Tightrope Books

Excerpt from Etcetera and Otherwise, “Twenty-Eight Days Remaining”

Twenty-Eight Days Remaining

“Girls who wear glasses can always take them
off. The old man had lived in the big house all
his life, and he intended to stay there.”
—Duncan Robertson, Errors in Composition

Then she sighed through the door of my bookstore, and she was tall and blonde and cupped the sunshine between her copper thighs, and she was young and glimmering and new, and oooh she had tits like backyard apples, and oooh she had a firm assonance, and I knew right then I was going to suffer for this girl, and I was an idiot for knowing it.

“Hello,” I said to the tall blonde girl. “Welcome to my bookstore.”

“Hello,” she replied in a temporary voice. She flipped a single strand of amber hair over her shoulder. I couldn’t see it, but I imagined the single yellow hair floating down behind her, to trace the curve of her summer dress, her winsome bottom. She winked at something beyond me. “What does your sign mean?” she said.

“My sign?” I said.

“Your sign outside. It reads, Focus: Where The Sons Raise Meat. Do you only sell books about the sun?”

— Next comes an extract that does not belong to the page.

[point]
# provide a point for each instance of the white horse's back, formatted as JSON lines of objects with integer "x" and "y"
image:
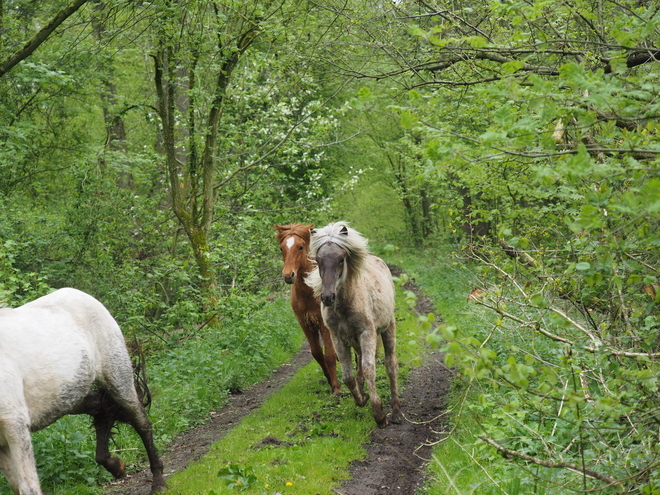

I leapt over the counter. I leapt over the counter and the distance separating us, to stand within her cocoon of perfume. In that leap I leapt many other things, including the One-Fathom Ocean, a mincing march of ants, and a shadow cast by the long-fallen radio tower. I said to the blonde girl, “I will show you,” and took her by the hand.

She let me hold her hand. It was warm, just like a hand. And soft. We wandered through the bookstore.